Before getting to that? Yes, the candidates debated. They shouted over each other a lot. Bernie Sanders and Michael Bloomberg spent a lot of time under attack; neither was as bad as Bloomberg had been in the previous debate, but my guess is that neither really helped himself, either. (Disclaimer: Michael Bloomberg is the founder and majority owner of Bloomberg LP, the parent company of Bloomberg News.)
Joe Biden probably had his strongest debate performance. Amy Klobuchar and Pete Buttigieg were fine, but neither seems to have found a path to the nomination. Elizabeth Warren was pretty good, but it’s hard to see how she gets there, either, unless she’s been boosted from last week’s debate in a way that hasn’t shown up in the polls yet. And Tom Steyer was back, chewing up time that could have gone to more serious candidates.

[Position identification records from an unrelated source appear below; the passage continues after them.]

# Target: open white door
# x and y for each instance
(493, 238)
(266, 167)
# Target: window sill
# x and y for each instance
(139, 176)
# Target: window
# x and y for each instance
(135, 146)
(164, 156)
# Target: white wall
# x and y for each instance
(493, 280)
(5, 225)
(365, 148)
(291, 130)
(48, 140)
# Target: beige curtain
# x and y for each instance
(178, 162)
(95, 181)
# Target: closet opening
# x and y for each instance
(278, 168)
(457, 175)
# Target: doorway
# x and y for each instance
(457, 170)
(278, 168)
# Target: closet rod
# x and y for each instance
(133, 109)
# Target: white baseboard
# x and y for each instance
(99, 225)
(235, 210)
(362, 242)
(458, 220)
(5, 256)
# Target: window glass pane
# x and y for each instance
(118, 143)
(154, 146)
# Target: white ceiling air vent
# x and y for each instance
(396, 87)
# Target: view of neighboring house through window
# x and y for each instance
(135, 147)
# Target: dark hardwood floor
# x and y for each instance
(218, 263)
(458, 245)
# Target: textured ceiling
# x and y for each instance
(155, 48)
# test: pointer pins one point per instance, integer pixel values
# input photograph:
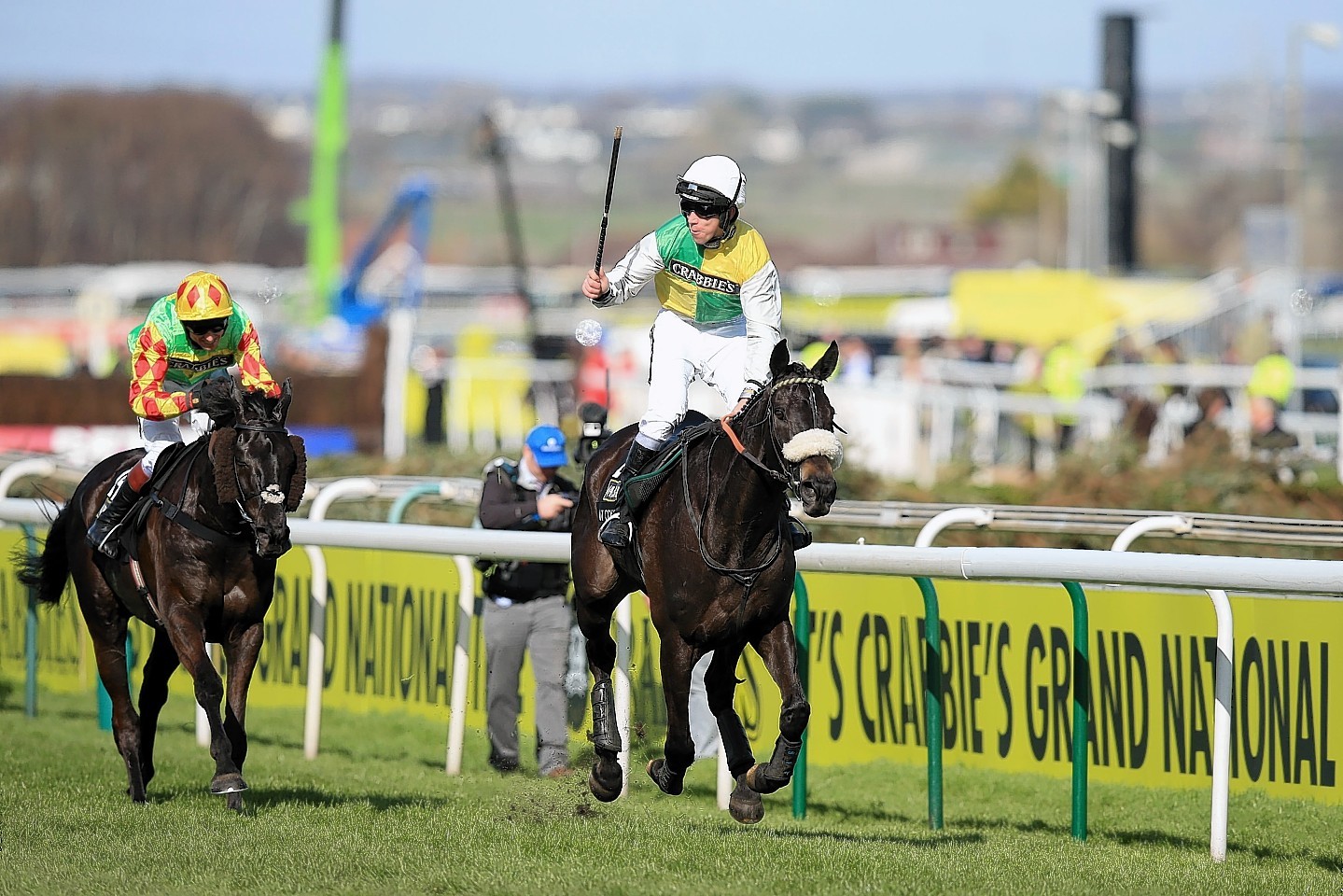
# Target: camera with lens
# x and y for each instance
(593, 433)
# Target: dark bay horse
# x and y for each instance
(713, 556)
(205, 572)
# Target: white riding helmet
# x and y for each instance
(713, 179)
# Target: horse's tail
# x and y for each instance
(48, 572)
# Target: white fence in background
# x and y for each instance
(1213, 574)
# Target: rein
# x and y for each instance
(270, 493)
(789, 479)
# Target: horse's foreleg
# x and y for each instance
(720, 682)
(189, 636)
(153, 694)
(109, 647)
(779, 653)
(594, 617)
(241, 651)
(677, 661)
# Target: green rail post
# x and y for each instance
(1082, 706)
(30, 636)
(932, 697)
(104, 697)
(407, 497)
(802, 630)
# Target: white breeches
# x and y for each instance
(160, 434)
(684, 352)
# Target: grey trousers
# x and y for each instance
(541, 627)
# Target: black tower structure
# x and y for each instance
(1122, 140)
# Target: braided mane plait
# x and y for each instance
(801, 379)
(222, 446)
(300, 481)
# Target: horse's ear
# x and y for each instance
(779, 359)
(826, 366)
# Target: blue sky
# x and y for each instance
(783, 46)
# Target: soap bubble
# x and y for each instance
(269, 290)
(589, 332)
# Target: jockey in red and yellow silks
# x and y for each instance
(189, 337)
(165, 363)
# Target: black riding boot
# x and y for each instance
(119, 498)
(618, 529)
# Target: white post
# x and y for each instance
(358, 486)
(1134, 531)
(400, 324)
(461, 664)
(975, 516)
(1223, 679)
(1223, 721)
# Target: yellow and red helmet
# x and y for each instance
(202, 297)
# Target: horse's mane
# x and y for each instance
(794, 369)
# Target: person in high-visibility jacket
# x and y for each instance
(1064, 379)
(1273, 376)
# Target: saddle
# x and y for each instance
(692, 427)
(136, 522)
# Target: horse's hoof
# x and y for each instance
(761, 782)
(663, 777)
(744, 805)
(232, 783)
(600, 791)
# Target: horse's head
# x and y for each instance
(802, 425)
(259, 467)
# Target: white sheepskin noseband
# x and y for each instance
(813, 442)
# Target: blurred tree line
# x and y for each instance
(109, 177)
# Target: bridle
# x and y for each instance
(782, 473)
(787, 473)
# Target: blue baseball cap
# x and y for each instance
(547, 443)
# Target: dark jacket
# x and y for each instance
(508, 505)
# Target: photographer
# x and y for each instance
(525, 605)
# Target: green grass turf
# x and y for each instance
(375, 813)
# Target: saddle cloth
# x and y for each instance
(637, 491)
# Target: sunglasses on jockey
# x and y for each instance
(703, 210)
(213, 327)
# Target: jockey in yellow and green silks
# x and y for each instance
(187, 337)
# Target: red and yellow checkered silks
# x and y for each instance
(164, 363)
(203, 296)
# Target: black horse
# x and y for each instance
(202, 569)
(713, 555)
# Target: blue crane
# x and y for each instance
(412, 204)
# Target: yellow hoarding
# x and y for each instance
(1006, 651)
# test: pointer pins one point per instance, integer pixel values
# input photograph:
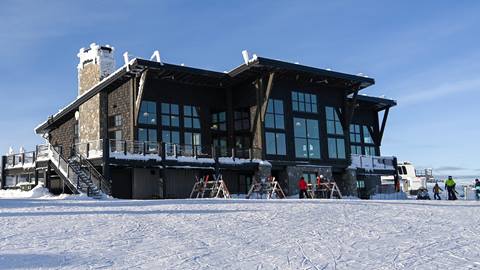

Indeed, the first problem with this debate was that — after a Nevada showdown in which each of the six candidates on stage could argue that he or she had a plausible way to win the nomination — at this point it’s hard to see anyone but Sanders and Biden with a serious chance, given the results so far, the polls, and the resources they each have. Steyer aside, that’s less about a flawed debate invitation process than about no one dropping out after Nevada, but it’s a real failure of the system.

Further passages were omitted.